Hamburger chain Wendy's International Inc. (WEN) Wednesday reported a quarterly loss, reversing a year-ago profit, after taking a $190 million impairment charge for its struggling Baja Fresh chain.

The company posted a loss of $135.7 million, or $1.20 per share, for the fourth quarter ended Jan. 2, compared with a profit of $64.7 million, or 56 cents per share, a year ago.

Wendy's shares were down 93 cents, or 2.3 percent, at $39.90 on the New York Stock Exchange.

Wendy's said a change in the way it accounts for leases would likely widen its quarterly loss by between 3 cents and 5 cents a share, but will not affect its cash flow.

Wendy's, which is following the lead of others in the restaurant industry in changing its accounting treatment for certain leases, said it will delay filing its 2004 annual report with the Securities and Exchange Commission (search) by up to 15 days until April 4 to fully account for the changes.

Excluding both the Baja Fresh (search) charge and the expected impact from the accounting change, Wendy's had a profit of 44 cents per share for the quarter. On that basis, analysts, on average, expected 45 cents. Wendy's itself had forecast a profit of between 43 cents and 46 cents per share.

Sales at company-owned hamburger restaurants open at least 15 months fell 4.3 percent as the chain has struggled in recent months with stepped-up competition from rivals McDonald's Corp. (MCD) and Burger King Corp. Same-store sales, a key retail measure, fell 4 percent at U.S. franchised restaurants.

Both McDonald's and Burger King in the last year have revamped their menus with items like meal-sized salads, helping to boost their sales. The moves have also lured customers away from Wendy's, which already sold salads.

In a bid to revitalize sales, Wendy's in recent months added fresh fruit to its menu, pulled its unpopular "Mr. Wendy" advertising campaign, and began allowing customers to forego French fries in combination meals in favor of chili, a baked potato or salad.

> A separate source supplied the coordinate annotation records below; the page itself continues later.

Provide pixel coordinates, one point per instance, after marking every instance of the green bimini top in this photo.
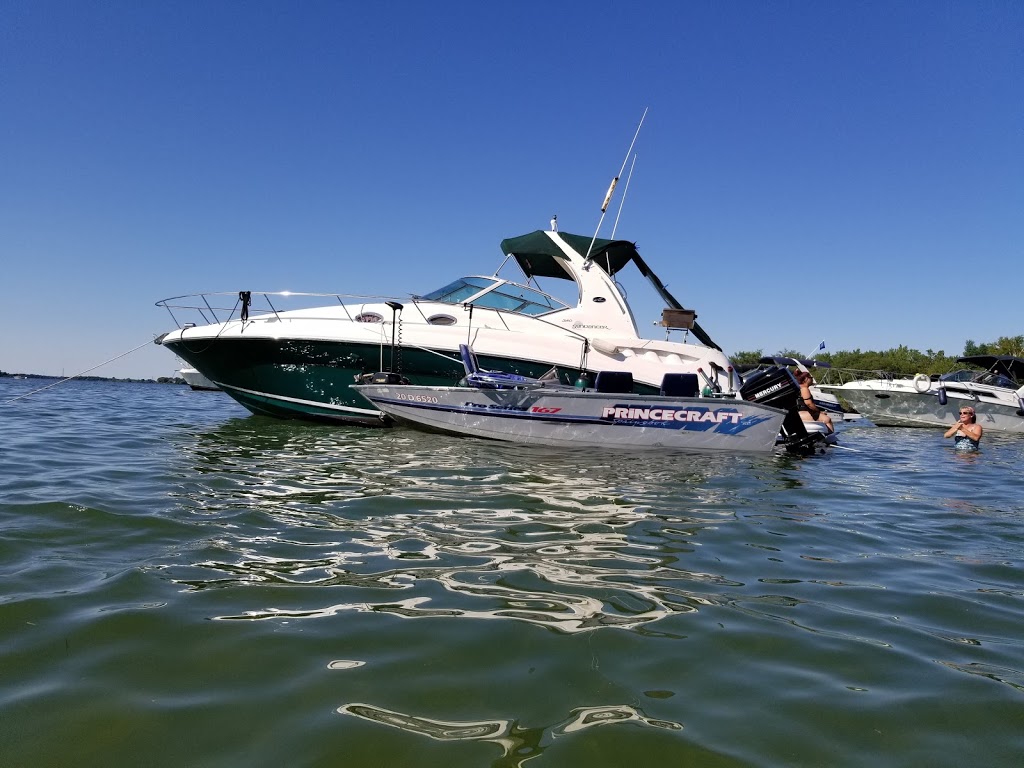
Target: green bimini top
(539, 256)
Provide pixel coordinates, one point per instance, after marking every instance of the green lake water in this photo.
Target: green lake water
(182, 584)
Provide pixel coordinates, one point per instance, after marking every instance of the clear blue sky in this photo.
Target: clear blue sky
(847, 171)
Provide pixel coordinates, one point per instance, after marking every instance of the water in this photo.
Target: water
(182, 584)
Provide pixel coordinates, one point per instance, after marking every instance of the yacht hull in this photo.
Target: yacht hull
(310, 380)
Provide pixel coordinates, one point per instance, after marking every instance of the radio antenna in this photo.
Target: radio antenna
(611, 186)
(622, 202)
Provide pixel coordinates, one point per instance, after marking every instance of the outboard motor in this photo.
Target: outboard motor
(777, 387)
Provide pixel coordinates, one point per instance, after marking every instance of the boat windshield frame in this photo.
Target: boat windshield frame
(496, 293)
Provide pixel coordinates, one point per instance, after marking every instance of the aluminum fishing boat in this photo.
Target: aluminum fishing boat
(516, 409)
(995, 393)
(300, 363)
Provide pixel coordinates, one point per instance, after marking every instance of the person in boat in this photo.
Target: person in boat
(966, 432)
(809, 410)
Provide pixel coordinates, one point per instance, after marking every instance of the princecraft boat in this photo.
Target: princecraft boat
(300, 363)
(510, 408)
(995, 393)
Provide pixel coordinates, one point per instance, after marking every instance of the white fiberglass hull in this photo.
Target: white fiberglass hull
(898, 402)
(572, 418)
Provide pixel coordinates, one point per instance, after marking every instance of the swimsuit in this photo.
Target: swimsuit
(963, 442)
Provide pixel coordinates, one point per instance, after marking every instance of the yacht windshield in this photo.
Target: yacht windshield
(509, 297)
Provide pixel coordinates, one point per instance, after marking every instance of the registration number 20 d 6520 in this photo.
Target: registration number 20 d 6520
(417, 397)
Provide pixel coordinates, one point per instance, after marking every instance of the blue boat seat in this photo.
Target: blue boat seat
(476, 377)
(613, 382)
(680, 385)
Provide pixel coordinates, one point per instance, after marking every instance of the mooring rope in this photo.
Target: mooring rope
(83, 373)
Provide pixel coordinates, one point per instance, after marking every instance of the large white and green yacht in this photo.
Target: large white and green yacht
(300, 363)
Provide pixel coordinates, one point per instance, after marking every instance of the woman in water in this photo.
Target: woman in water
(966, 432)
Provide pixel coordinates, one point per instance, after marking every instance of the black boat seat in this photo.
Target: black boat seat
(613, 382)
(680, 385)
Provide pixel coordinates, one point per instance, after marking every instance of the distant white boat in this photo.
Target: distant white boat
(996, 394)
(196, 380)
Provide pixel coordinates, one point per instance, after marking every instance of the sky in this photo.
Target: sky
(851, 172)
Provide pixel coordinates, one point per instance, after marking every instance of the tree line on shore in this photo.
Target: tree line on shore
(899, 360)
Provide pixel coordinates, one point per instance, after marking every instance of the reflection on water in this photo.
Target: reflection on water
(570, 541)
(518, 744)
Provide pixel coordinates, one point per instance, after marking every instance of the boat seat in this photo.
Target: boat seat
(680, 385)
(613, 382)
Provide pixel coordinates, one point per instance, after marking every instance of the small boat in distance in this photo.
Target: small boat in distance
(996, 393)
(197, 381)
(510, 408)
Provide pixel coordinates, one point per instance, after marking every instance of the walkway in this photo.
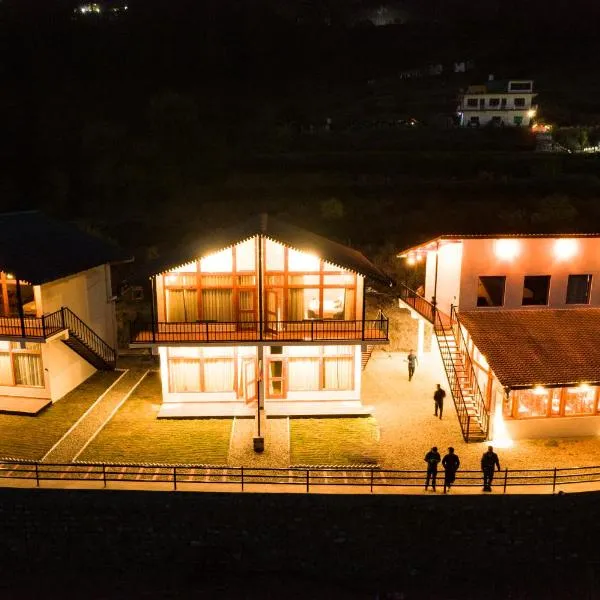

Also on Wednesday, Wendy's said higher prices on key ingredients like beef and tomatoes, increases legal reserves, and expenses for closing several Baja Fresh restaurants also weighed on results.

In addition to difficulties at its flagship chain, Wendy's has also been hard-hit by slower sales increases at so-called fast casual restaurants like Baja Fresh, which sell gourmet-style fare at or near fast-food prices. As a result, Wendy's said in November it would record a large write-down to reduce the asset value of Baja Fresh restaurants in Chicago, Columbus, and Nashville.

Baja Fresh, a Mexican-style chain, has been well-received in both California and in Eastern U.S. markets like Washington and Baltimore, Wendy's has said, but sales have been slower in other parts of the country.